Seeing as how I've never been a patient person, I was doubtful that taking time to research cameras and photo tips would be helpful. After all, most of the people I knew just took pictures & filtered their items in Photoshop. But since I didn't know how to do a dang thing in any photo editor but Microsoft Paint (*sigh*), I resigned myself to learn the basics.
I've learned that playing with your camera's settings and a few tutorials might help things along a bit. They sure did for me. :D A few tutorials that I've recently found relatively motivating were found in the Etsy Success emails! Here are some quick links to a few posts, along with some descriptions of what they contain so that you can zone in on what you might be needing the most!
- A Featured Blog Post: "Staying Sharp: Achieving Clarity and Crispness in Your Photos"
A bit by bit feature on what little settings in your cameras do to your pictures. Helpful with lighting & experimenting with different modes.
- A Featured Forum Thread from a Photographer: "Make Your Pictures POP!"

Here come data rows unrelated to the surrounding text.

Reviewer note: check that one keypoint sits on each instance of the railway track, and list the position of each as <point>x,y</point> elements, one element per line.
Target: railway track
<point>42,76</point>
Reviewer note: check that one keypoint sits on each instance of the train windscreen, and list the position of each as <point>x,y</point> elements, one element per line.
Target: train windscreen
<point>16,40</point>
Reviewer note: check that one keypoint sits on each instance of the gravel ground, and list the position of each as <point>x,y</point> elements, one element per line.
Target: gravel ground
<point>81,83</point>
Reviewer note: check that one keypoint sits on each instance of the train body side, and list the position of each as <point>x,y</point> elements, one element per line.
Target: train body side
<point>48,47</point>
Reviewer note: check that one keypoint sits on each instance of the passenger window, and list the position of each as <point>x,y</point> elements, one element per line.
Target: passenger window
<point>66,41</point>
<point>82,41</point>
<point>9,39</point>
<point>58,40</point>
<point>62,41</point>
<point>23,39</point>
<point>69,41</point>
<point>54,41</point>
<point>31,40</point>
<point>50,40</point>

As mentioned before, photo editing programs can end up tweaking a "good" picture to a "I'll have what SHE'S having!" picture. ;D Read about a few specific moves you can use with a variety of photo editing programs to give you just the right edge!
UK Photographer, heidiadnum, shares tips on how to make your camera & your environment work for you with details & sample examples! I highly recommend this series if you're a learner that absorbs best if you read & THEN see what it is you just read about.
Highlights in Part 1: Know Your Camera, Colour, Light, Reflection and TranslucenceHighlights in Part 2: In Depth on Backgrounds, Props, Composition, Scale & "..Possibly Upgrading"
I took a long time putting this list together so that we'd know that there were some REALLY awesome quality tips that can help us get our item's pictures Front Page-worthy. :) I can personally attest to the fact that researching, reading & practising what these professionals preach is totally worthy our time!
I'd love to know how these articles have affected how you take pictures for your shops or if you have anymore amazing finds that might help the less-than-savvy photographer rock that lens!